In any case, a cynic might suggest that by such reports arising in the national press one day, followed by an official denial 24 hours later, there could be no more effective method of raising awareness to the possibility of a change of ownership.
Regardless of Lerner's non-attendance at matches, the direction of the club is a more pertinent discussion. Where are Villa going? What is the plan? The need to reduce wages and to operate more shrewdly in the transfer market was understood, but it was expected to be a temporary measure while Villa rebuilt.

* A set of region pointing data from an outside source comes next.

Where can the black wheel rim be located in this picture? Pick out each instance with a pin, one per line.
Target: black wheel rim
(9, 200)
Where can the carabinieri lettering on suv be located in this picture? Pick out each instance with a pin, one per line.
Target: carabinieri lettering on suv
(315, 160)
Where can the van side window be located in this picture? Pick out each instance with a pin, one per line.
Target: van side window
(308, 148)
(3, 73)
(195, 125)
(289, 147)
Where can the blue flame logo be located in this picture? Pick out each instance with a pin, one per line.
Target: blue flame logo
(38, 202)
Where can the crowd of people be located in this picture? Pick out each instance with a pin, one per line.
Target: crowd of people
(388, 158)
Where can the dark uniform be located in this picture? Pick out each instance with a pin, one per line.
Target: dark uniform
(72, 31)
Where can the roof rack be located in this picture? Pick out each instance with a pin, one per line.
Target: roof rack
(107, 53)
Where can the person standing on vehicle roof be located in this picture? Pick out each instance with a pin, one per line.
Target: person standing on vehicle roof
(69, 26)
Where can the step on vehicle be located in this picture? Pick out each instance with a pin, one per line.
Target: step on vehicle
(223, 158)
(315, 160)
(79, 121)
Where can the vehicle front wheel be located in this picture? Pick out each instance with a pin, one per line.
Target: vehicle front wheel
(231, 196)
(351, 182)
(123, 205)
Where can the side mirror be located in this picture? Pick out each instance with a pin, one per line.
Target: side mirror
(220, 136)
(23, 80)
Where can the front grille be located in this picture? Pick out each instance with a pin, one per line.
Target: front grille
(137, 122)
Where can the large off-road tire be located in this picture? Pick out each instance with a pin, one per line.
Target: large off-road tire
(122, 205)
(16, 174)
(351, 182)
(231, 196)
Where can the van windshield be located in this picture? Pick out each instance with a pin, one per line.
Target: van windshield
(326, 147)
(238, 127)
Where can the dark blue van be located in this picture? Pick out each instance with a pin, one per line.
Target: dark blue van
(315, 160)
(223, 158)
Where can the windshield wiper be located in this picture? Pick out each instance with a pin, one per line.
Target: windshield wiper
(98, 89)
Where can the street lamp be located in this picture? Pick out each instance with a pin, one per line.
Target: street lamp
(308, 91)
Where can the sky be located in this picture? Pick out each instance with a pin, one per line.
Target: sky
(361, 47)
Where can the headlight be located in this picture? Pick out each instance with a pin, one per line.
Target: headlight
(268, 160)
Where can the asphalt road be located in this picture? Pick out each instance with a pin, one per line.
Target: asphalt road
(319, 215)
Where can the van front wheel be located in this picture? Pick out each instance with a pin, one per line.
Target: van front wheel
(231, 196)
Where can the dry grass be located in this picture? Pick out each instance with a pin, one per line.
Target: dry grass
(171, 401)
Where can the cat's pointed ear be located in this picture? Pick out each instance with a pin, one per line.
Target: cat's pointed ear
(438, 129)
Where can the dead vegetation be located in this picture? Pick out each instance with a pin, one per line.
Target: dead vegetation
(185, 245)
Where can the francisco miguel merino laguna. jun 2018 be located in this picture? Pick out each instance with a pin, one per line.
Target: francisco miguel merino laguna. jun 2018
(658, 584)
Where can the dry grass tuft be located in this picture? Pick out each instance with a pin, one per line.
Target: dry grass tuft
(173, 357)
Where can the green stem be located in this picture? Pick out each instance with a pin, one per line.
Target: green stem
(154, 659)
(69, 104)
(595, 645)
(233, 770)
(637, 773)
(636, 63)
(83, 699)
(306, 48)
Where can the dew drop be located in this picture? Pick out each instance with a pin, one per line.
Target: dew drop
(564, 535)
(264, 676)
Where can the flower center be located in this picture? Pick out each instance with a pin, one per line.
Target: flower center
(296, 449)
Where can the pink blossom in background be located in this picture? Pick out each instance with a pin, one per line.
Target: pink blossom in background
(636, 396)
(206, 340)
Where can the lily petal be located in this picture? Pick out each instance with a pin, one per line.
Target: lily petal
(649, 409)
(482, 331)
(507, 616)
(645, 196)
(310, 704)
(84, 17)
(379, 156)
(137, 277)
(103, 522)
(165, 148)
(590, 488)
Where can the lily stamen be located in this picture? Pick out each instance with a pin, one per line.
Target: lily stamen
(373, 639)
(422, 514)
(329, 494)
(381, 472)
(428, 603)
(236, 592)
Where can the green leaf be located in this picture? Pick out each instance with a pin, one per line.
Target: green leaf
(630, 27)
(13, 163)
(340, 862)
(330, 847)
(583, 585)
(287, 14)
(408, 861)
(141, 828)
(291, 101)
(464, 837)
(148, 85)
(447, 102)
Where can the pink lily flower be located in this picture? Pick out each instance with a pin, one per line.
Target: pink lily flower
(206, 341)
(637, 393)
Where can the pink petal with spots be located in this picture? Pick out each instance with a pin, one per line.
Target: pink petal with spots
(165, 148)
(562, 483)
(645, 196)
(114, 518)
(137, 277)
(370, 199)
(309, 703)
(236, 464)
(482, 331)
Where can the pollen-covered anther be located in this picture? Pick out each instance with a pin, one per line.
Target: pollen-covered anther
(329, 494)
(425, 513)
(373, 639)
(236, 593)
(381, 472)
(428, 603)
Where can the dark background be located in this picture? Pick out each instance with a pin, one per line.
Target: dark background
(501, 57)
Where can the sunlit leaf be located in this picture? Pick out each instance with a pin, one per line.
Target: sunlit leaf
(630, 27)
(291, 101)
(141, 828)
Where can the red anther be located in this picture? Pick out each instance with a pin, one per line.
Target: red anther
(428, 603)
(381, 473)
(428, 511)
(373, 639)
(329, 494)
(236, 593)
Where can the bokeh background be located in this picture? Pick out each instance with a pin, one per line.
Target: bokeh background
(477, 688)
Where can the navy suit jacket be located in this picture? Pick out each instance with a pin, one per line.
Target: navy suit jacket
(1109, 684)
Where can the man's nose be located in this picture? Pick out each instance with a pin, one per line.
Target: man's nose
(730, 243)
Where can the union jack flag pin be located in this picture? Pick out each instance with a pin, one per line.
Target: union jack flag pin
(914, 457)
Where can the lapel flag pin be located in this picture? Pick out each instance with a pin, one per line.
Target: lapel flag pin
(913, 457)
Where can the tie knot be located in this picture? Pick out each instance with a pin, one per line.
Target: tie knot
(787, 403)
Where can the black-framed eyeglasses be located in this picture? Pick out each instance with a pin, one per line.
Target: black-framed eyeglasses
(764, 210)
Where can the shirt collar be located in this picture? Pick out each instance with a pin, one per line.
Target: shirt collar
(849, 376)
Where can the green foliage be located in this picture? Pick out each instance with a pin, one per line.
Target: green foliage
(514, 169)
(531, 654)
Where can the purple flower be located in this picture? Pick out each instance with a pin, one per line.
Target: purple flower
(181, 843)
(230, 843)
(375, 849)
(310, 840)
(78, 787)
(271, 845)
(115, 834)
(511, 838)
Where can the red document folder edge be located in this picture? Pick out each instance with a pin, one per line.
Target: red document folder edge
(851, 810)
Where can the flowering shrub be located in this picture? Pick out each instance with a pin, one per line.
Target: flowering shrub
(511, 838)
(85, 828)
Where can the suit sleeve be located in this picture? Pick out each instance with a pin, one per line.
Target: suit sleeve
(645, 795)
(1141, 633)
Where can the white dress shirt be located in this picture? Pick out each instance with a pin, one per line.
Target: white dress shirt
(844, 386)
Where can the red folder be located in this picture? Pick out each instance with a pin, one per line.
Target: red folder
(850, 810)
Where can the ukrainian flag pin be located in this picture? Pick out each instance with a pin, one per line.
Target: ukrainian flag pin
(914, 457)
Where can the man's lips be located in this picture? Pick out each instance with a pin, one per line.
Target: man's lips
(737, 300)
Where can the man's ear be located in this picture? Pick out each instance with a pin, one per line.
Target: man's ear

The big earners have steadily and gradually been removed from the squad -- Stephen Ireland was the latest, securing a permanent move to Stoke in January -- but though there are still a handful to go, Villa seem no nearer to being able to rejoin the ranks of even the modest spenders. The club completed just two loan deals -- for Grant Holt and Ryan Bertrand -- during the transfer window.
With such meagre investment, despite obvious areas of weakness in the squad, it's no surprise some fans viewed this level of inactivity as the strategy of a club preparing itself for sale.
After all, in Doug Ellis' final year at the helm of the club, his last manager, David O'Leary, was more or less totally financially handicapped in the transfer market and couldn't buy a pair of boots, let alone a player to fill them.
Lerner seems content for Villa just to be a part of the Premier League. Certainly, there's little urgency or ambition to move in an upward direction.
In this light, rewarding Lambert with a contract extension is the right decision. The manager kept Villa in the Premier League last season and appears to have the team on track to stay out of the relegation battle in 2013-14.
If Lambert is working to a brief of keeping Villa out of the bottom three, while remaining within budget and reducing overall player costs, he's well worth a new contract. The past 18 months have been testing, and the next 18 months might be very similar: Villa's progress is slow and steady, rather than spectacular.
The club are in a brighter position -- in points and league placing -- than 12 months ago, though there are those who still harbour doubts over Lambert's ability to take Villa to the next level.
His signings over the past year or so have been hit-and-miss, and he's failed to strengthen a couple of positions which have obviously been an issue for some time.
The style of football Lambert has presided over has also, too often, been grim at worst, uninspiring at best, with the team's most disappointing performances occurring at home. That's never a good thing, in trying to get supporters onside.
Villa are treading water, really, drifting around in mid-table with no immediate or short-term prospect of getting anywhere near the top six. A dynamic change of ownership might change that, but it could also have a negative effect: The continuation of the Lerner-Lambert partnership at least delivers stability.